Capital goods are referred to as the fixed or tangible assets that are purchased by a business in order to produce finished products or consumer goods.
Capital goods are not easily convertible into cash. They are durable and do not easily wear out.
The most common examples of capital goods can be equipment, machinery, buildings, computers and buildings, etc.
Capital goods concept is most commonly used in macroeconomic terms where it is used in determining capital formation and production capacity.
In order to produce goods, three factors are very essential which are capital goods, land, labour and entrepreneurship. These four factors are collectively known as the primary factors of production.
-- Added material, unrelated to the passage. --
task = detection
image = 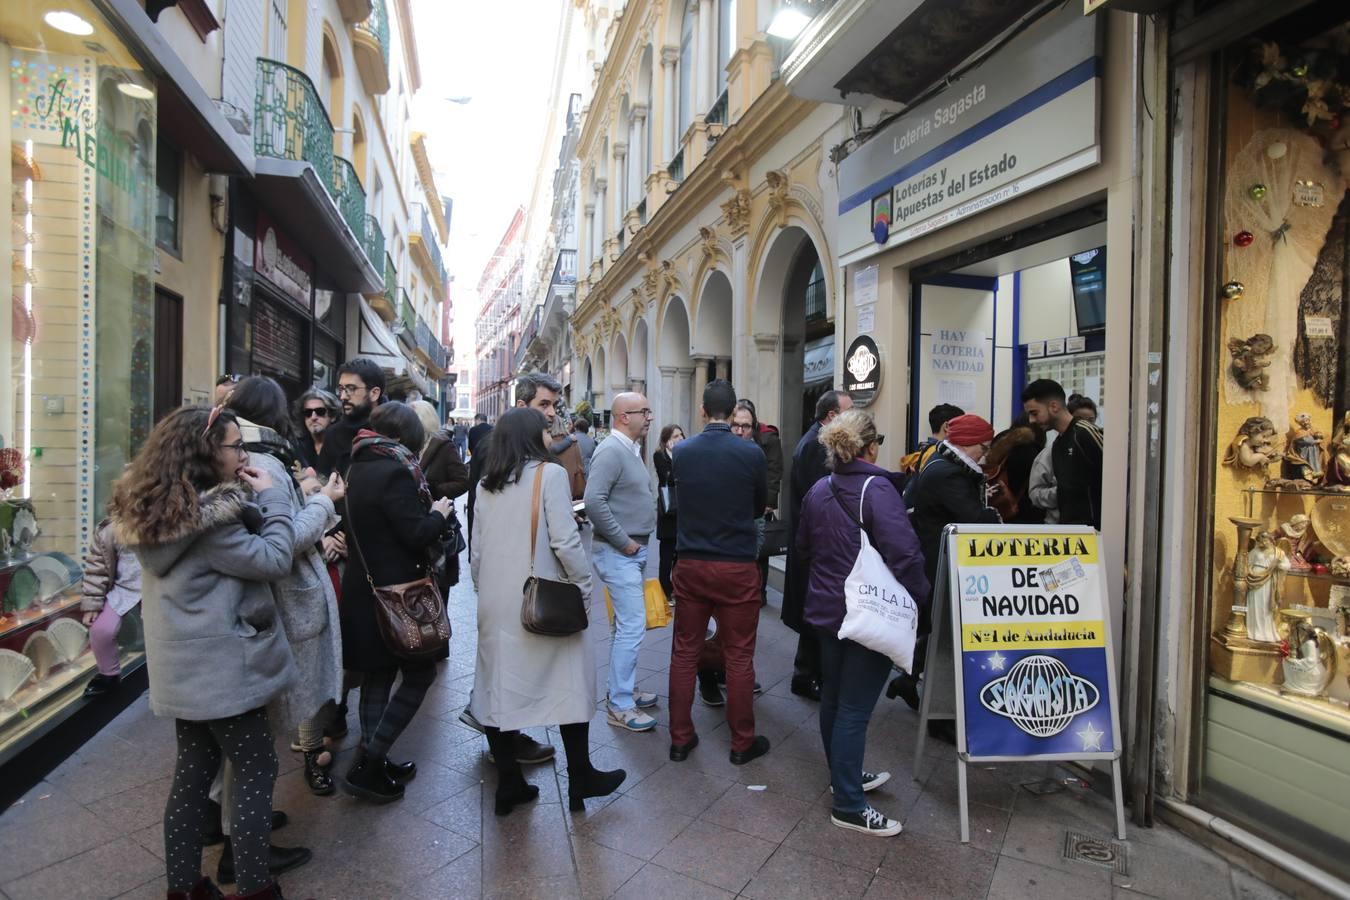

Capital goods can be said to be any goods that can be used for increased production. The most common capital goods are referred to as Plant, Property and Equipment. For purchasing capital goods the producer must make a considerable amount of investment. Therefore, purchase of a capital good is referred to as a capital expense in accountancy.
In accountancy, as capital goods are not consumed in a year, therefore they are depreciated to the extent of their useful lives using the methods of depreciation.
Importance of Capital Goods in Economy
Capital goods being high investment products play an important role in the economy, it acts as an entry barrier for new companies which lack the necessary funds for acquiring such equipment. If a business is unable to produce goods due to lack of equipment, it won’t be able to compete in the market.
Capital goods play a vital role in increasing the production of goods in the long term, or in other words it increases the production capacity of goods and services.
But if there is an excess of capital goods, it can lead to reduction of consumption, so an economy must maintain a balance between the consumer goods and capital goods.
This brings us to the conclusion of the concept of Capital goods, which plays an important role in production and growth of an economy. For more such interesting concepts on Economics for Class 12, stay tuned to BYJU’S.
Frequently Asked Questions on
What are examples of capital goods?
Capital goods are mostly fixed assets that are purchased by the producer in order to produce consumer goods, the examples are building, equipment, machinery, furniture, etc.
What are the most important factors of production?
The three most important factors of production are land, labour, capital goods and entrepreneurship.